I am trying to reproduce Camtasia's way of displaying audio signals which is a strictly positive envelope of the audio signal and very easy for me to identify some sounds visually. These are displays from Audacity and Camtasia (green) of a recording of someone saying the word "brown" sampled at 44.1 kHz. The Audacity display goes negative and oscillates a lot (spikey).
Here I read in the Audio file into Mathematica (using Audio[filename]) and extract channel 1 of the audio data into a List (First[AudioData[audio]]).

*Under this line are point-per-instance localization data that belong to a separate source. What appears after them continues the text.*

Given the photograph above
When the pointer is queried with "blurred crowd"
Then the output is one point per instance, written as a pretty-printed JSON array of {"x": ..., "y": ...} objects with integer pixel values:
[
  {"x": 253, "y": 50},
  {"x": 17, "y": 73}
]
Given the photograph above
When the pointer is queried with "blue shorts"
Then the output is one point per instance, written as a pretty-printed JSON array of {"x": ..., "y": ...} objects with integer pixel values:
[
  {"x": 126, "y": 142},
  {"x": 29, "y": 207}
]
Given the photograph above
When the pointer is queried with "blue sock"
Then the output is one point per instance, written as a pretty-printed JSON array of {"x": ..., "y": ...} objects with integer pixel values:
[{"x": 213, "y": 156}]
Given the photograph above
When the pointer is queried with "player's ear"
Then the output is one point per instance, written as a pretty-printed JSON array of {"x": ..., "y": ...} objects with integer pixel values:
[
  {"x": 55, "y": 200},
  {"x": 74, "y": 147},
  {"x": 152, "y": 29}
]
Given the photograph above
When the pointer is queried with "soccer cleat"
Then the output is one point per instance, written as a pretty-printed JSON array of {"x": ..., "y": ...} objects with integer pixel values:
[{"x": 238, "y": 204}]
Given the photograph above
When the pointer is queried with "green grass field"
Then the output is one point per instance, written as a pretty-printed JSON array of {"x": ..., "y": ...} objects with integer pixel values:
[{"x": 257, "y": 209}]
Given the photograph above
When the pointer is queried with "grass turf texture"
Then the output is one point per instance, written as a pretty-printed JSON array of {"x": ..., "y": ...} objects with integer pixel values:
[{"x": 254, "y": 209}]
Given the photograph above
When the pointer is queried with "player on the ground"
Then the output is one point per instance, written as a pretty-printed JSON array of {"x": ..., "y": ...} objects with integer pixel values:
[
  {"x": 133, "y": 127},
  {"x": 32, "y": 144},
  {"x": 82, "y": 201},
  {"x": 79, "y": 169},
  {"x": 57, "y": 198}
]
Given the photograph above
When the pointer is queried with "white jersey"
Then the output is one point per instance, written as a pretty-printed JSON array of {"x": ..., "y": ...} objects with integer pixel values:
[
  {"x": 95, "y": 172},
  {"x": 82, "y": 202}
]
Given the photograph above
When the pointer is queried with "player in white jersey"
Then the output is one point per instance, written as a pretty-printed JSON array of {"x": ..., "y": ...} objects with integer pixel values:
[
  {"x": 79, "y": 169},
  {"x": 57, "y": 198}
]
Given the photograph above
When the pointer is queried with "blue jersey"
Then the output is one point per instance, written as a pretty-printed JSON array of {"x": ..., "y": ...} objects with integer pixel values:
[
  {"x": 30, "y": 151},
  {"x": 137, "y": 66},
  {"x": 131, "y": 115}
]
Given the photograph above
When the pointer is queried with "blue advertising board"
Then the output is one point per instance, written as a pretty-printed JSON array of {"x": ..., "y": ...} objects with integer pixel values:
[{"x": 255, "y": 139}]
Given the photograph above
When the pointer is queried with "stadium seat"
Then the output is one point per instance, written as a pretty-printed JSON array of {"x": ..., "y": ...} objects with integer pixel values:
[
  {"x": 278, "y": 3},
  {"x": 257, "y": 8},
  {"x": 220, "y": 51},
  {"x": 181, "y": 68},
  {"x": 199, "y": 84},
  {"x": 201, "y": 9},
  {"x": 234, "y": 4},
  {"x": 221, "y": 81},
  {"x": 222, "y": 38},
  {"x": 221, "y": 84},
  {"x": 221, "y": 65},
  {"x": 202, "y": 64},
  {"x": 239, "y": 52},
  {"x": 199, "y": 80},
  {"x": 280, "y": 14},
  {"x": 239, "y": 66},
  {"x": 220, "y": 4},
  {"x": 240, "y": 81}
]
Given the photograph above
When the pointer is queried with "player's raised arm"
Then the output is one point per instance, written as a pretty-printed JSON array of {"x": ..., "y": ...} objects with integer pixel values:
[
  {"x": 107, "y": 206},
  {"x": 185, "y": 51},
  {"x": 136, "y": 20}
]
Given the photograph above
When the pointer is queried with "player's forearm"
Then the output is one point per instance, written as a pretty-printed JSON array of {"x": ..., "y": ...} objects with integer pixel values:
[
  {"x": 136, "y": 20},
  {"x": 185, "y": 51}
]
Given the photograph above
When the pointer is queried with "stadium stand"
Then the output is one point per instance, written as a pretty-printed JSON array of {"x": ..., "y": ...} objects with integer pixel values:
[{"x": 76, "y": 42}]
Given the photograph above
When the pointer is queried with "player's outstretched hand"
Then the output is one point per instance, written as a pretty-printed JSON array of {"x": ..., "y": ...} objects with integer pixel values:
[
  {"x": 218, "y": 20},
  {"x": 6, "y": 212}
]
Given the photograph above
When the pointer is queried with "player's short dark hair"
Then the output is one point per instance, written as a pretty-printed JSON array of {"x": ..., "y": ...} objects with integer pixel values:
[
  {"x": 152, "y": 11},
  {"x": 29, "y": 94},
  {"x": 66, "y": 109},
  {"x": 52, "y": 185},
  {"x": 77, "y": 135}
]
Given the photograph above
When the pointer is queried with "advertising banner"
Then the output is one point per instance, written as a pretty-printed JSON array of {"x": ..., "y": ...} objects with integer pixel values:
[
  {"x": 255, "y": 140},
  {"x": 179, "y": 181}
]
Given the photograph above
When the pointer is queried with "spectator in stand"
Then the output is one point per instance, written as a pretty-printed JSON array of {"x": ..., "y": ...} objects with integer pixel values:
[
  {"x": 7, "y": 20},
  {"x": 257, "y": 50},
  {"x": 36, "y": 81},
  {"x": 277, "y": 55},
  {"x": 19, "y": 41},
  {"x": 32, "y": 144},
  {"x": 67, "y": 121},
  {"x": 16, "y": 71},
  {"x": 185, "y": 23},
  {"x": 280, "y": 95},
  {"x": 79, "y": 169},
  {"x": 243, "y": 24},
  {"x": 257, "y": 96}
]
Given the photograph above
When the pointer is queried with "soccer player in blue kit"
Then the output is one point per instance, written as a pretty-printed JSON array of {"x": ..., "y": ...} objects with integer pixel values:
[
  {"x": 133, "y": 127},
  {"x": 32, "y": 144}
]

My ultimate goal is to call the new Wolfram (Mathematica) Engine API from Python to get the outline, and then plot the points using a Python package.
Wolfram provides this example for envelope detection: https://www.wolfram.com/mathematica/new-in-10/enhanced-sound-and-signal-processing/envelope-estimation.html
but it doesn't work very well as it's still way too spikey.
After a lot of playing in Mathematica, I found some functions and settings that seem to give a good approximation to Camtasia's display. Here I zoom in on the word "brown". It's 5000 samples and had a lowpass filter applied at 11k Hz.
ListLinePlot[{
FindPeaks[Abs[tfad[9070, 14500, fadlp]], 10]},
Epilog -> {PointSize[Small], Red,
Point[FindPeaks[Abs[tfad[9070, 14500, fadlp]], 10]]},
AspectRatio -> 1/2, ImageSize -> Medium, PlotRange -> Full,
Filling -> Axis,
FillingStyle -> Blue
]
Here, tfad[9070, 14500, fadlp] is just a 1-D list of the audio samples. The problem is that there are 100 or so points that define the outline, but there are three times as many other points that don't form the outline. It would be really inefficient to plot all those extraneous points, but I don't know how to get rid of them.
How can I get rid of those extra points or calculate the envelope in a better way (with an eye towards displaying in Python)?
EDIT:
Thank you for the suggestions! I don't have any place to upload the mp3, but I was able to put the mp4 of the entire phrase ("quick brown fox ...") on Vimeo: https://vimeo.com/343760131
I've been adding a really low lowpass filter and performed a resample at 8 kHz with:
AudioResample[ LowpassFilter[a, Quantity[500, "Hertz"]], "Telephone"]
I tried the AudioLocalMeasurement with RMS, Loudness and Power, and here is the result for Loudness:
It might look good if it had finer resolution.